Terungkap Pemilik Tongkang Hanyut hingga Sebabkan Rumah Warga Rusak di Kampung Tua Dapur 12 Pantai
Kapal Tongkang Bahtera Mulia 2502, yang hanyut saat hujan badai Rabu (13/8/2025) lalu. Ternyata milik PT Tiger Trans Internasional.
Batam, Batamnews – Kapal Tongkang Bahtera Mulia 2502 yang hanyut saat hujan badai pada Rabu (13/8/2025) lalu, diketahui merupakan milik PT Tiger Trans Internasional. Perusahaan ini beberapa tahun silam sempat menjadi sorotan publik karena dijadikan lokasi penyelundupan tiga mobil mewah yang berhasil diungkap Ditreskrimsus Polda Kepri.
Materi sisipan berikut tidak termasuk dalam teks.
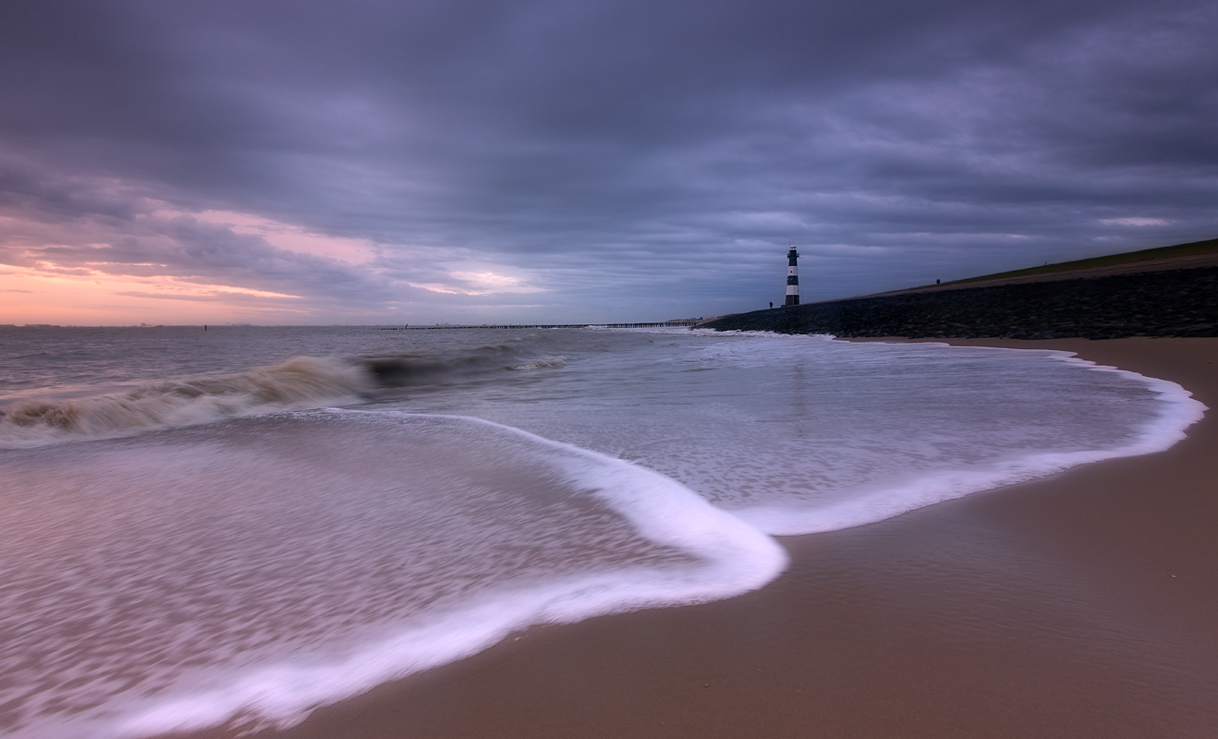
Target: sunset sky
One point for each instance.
(582, 161)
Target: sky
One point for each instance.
(540, 161)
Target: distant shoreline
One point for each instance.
(1162, 302)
Berdasarkan data yang dihimpun Batamnews.co.id, perusahaan yang berlokasi di daerah Sagulung tersebut sempat menggegerkan warga Batam. Pasalnya, perusahaan ini tidak beroperasi layaknya galangan kapal pada umumnya.
Karena kecurigaan petugas, pada Jumat (22/7/2022) lalu, berhasil diungkap kasus penyelundupan tiga mobil mewah yang masuk secara ilegal dari Singapura. Barang bukti yang diamankan adalah dua unit Nissan Fairlady Tipe Z Nismo dan satu unit Honda NSX (New Sportscar eXperimental) 80s. Perusahaan itu diduga menjadi kedok lokasi galangan kapal, namun nyatanya dimanfaatkan untuk penyelundupan. Pemiliknya disebut berinisial Sn, warga negara Singapura.
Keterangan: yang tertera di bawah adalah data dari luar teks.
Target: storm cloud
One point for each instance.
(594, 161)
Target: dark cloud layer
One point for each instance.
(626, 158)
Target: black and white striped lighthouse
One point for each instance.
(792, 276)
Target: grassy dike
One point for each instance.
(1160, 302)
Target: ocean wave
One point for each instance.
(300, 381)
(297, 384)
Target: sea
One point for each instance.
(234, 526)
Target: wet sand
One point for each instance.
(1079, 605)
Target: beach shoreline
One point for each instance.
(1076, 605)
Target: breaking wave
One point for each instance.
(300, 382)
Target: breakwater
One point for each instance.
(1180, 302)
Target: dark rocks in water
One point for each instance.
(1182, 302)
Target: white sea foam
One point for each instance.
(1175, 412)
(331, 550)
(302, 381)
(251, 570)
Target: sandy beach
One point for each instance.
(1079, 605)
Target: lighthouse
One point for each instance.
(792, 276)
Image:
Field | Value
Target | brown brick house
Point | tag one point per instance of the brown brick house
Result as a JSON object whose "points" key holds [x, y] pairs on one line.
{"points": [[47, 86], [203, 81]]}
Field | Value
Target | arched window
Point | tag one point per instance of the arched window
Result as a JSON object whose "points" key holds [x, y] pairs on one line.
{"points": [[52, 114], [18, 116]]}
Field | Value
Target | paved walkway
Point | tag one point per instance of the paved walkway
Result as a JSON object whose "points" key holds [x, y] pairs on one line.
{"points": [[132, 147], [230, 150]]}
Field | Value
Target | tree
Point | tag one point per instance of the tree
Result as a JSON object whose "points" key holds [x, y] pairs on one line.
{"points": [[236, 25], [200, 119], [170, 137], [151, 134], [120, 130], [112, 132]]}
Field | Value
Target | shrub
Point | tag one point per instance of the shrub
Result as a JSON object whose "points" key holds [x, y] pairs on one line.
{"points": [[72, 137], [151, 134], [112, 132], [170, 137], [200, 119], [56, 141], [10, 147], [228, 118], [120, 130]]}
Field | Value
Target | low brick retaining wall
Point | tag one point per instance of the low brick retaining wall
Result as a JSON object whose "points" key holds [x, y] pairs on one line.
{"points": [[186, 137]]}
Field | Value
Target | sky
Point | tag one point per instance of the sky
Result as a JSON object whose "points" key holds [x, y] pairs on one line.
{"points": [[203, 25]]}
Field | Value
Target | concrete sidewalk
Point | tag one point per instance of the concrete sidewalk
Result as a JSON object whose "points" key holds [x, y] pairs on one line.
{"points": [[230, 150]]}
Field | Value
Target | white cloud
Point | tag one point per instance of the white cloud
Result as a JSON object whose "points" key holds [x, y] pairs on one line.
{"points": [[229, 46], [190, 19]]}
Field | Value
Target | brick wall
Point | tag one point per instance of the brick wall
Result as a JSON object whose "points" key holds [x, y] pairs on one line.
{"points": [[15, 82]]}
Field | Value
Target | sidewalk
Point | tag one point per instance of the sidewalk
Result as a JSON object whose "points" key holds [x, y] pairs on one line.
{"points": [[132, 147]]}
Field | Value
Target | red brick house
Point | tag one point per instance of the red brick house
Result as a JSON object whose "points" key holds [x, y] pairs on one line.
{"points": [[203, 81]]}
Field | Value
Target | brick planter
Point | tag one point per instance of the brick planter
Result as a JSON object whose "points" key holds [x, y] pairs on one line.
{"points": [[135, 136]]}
Dalam peristiwa hanyutnya kapal tongkang ini, sebanyak 14 warga Kampung Tua Dapur 12 menjadi korban. Kepala Seksi Patroli dan Penegakan Hukum KSOP Khusus Batam, Adi M. Rivai, menjelaskan langkah awal penanganan kejadian tersebut.
"Kapal Tongkang yang hanyut merupakan Tkg. Bahtera Mulia 2502, yang di ageni oleh PT Moro Citra Samudera," ujarnya.
Adi menambahkan, setelah menerima laporan, pihaknya mengerahkan kapal KNP.376 milik KSOP menuju lokasi kejadian. Hantaman tongkang mengakibatkan kerusakan pada sejumlah rumah di pesisir laut. Hingga kini, posisi tongkang masih terdampar di pohon bakau dan belum ada upaya evakuasi.
Terkait proses docking kapal, Adi menegaskan prosedur yang berlaku tidak dipenuhi.
"Harusnya ketika tongkang tersebut selesai docking, diparkirkan di tempat docking kapal tersebut," ujarnya.
Ia menekankan bahwa jika tidak ada tempat parkir khusus, pihak galangan wajib bertanggung jawab atas kapal tongkang tersebut. Alternatifnya, tongkang harus tetap terikat pada kapal yang sedang diperbaiki.
"Kita akan panggil besok (Kamis) pemilik kapal dan juga agennya," tegas Adi.
Kasus ini menambah daftar panjang catatan hitam perusahaan pemilik tongkang, yang sebelumnya telah tersandung kasus penyelundupan dan kini kembali menjadi sorotan karena kelalaian yang berdampak pada warga pesisir.